Adults of H. hippocrepis may attain a total length, including tail, of 1.5 to 1.8 m (5 to 6 feet), with no
sexual dimorphism in body size. Its body is slender the head being wider than the neck. The eye is large, with a round pupil and a row of small scales below it. The smooth dorsal scales are arranged in 25-29 rows, and the ventrals number 220–258. Dorsally, it has a series of large spots which are either blackish or dark brown edged with black. There is a series of alternating smaller dark spots on each side. The lighter ground color between the spots may be yellowish, olive, or reddish. The dark spots are closely spaced, giving the appearance of a dark snake with a light pattern resembling a chain or a series of letters X. There is a light horseshoe-shaped mark on the neck and back of head.

==Geographic range==
H. hippocrepis is found in Algeria, Morocco and Tunisia in North Africa, in southern and central Portugal, southern, eastern and central Spain, Gibraltar, southern Sardinia and Pantelleria Island in Europe. Since the early 2000s it has been reported in the Balearic Islands of Mallorca, Ibiza and Formentera. It is hypothesized to have been introduced by way of imported olive trees from mainland Spain. The species is thriving there and can grow larger than on the mainland.

==Habitat==
The natural habitats of H. hippocrepis are Mediterranean-type shrubby vegetation, rocky areas, rocky shores, sandy shores, arable land, pastureland, plantations, rural gardens, and urban areas.

==Reproduction==
H. hippocrepis is oviparous. Its reproductive cycle is seasonal, with oviposition occurring in early summer and hatching in late summer. Most sexually mature females reproduce once per year.
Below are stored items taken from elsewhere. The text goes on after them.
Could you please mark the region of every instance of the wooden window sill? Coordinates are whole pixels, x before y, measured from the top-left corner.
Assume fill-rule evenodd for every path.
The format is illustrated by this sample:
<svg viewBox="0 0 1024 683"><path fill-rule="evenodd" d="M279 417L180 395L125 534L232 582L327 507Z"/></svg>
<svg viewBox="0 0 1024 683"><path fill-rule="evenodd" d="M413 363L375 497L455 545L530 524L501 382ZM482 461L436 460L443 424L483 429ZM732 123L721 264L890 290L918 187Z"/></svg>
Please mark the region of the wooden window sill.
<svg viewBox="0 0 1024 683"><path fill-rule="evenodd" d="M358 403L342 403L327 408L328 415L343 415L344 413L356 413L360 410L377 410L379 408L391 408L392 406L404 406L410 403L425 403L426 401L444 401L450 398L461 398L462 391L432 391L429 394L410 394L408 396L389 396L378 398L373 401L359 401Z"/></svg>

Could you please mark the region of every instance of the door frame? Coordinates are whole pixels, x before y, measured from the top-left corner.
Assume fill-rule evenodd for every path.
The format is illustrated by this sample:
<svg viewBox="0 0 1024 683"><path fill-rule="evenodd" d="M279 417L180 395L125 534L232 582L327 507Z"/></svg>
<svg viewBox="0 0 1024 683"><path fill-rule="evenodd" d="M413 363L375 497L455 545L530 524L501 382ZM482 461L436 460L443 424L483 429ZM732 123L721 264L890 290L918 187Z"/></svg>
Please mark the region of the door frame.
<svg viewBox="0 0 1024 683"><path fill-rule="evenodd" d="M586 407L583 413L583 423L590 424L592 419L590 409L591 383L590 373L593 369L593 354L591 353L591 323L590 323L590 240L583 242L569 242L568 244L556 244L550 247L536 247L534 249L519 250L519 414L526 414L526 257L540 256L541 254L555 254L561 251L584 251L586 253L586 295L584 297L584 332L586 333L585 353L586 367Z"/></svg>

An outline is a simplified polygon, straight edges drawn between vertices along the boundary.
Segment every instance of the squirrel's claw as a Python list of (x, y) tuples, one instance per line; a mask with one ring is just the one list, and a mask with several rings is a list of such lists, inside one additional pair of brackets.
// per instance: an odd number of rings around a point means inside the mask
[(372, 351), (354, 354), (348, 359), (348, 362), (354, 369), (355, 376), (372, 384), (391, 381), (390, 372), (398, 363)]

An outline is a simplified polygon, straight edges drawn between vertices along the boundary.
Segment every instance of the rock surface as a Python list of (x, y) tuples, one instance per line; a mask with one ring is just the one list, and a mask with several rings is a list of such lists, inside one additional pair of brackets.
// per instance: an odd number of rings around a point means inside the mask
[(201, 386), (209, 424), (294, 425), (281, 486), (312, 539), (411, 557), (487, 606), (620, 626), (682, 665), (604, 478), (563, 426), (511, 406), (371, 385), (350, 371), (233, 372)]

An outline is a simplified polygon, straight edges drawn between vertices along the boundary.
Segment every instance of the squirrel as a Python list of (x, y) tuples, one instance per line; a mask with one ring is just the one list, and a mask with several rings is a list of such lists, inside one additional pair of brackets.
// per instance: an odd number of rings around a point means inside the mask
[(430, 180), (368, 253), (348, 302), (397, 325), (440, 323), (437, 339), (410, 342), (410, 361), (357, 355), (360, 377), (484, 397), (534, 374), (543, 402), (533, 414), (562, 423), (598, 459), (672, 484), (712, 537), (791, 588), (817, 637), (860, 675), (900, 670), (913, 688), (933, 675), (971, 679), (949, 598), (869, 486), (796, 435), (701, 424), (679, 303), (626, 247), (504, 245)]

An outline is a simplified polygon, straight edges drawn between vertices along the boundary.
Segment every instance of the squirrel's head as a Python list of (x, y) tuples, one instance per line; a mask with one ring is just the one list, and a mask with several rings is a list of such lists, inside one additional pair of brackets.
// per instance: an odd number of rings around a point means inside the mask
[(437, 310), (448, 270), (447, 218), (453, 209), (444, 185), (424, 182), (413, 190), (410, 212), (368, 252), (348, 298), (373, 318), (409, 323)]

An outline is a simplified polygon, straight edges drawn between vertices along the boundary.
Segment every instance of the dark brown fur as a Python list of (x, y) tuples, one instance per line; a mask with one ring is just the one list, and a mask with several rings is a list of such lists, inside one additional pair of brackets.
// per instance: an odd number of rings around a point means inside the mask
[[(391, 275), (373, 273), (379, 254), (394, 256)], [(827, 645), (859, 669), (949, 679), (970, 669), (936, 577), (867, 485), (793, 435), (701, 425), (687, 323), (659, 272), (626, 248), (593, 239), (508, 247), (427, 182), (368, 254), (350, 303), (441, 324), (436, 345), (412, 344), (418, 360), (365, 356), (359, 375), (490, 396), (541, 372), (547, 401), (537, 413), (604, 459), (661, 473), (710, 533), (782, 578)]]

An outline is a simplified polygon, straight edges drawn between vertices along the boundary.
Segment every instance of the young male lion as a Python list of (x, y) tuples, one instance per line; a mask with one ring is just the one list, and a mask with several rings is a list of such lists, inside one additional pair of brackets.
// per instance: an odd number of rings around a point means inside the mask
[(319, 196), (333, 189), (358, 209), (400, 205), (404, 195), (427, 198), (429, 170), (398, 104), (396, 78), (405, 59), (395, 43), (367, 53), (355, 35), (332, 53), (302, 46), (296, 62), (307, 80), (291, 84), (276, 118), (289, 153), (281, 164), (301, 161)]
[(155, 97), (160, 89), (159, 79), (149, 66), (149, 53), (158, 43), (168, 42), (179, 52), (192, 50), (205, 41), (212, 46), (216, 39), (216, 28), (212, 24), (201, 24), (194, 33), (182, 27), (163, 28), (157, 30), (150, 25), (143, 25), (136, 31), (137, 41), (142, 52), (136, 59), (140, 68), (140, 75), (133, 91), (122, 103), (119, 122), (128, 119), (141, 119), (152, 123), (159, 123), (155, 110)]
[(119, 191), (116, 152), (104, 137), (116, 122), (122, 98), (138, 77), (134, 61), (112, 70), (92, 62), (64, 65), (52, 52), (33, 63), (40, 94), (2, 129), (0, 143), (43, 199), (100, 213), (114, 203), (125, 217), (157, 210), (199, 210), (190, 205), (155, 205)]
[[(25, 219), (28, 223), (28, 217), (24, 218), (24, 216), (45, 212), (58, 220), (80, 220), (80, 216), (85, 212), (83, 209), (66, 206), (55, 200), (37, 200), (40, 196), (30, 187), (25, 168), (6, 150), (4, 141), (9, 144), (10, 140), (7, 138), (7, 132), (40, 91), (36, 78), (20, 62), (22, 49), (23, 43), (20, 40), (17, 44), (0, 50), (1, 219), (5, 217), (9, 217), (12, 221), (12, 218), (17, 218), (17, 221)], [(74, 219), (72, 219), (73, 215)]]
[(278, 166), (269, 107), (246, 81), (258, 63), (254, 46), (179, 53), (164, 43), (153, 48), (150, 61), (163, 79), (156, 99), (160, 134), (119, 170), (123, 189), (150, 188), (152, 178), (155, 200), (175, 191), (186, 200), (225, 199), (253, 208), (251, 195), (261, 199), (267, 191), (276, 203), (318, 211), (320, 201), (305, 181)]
The cycle is relatively fast, with a complete cycle including vitellogenesis, ovulation, shelling, and oviposition lasting approximately two months. A 1999 study found the mean clutch size to be 6.8 eggs and a positive correlation between fertility and female body size.

==Subspecies==
Two subspecies are recognized as being valid, including the nominotypical subspecies.
- Hemorrhois hippocrepis hippocrepis (Linnaeus, 1758)
- Hemorrhois hippocrepis nigrescens (Cattaneo, 1985) Pantelleria

Nota bene: A trinomial authority in parentheses indicates that the subspecies was originally described in a genus other than Hemorrhois.

==Conservation status==
The horseshoe whip snake is assessed as being of "Least Concern" by the International Union for Conservation of Nature in its Red List of Threatened Species. Its population trend is thought to be steady, and it is able to adapt to modified habitats. Threats it faces include being run over by traffic, poisoned by agricultural chemicals and being captured for use by local snake charmers.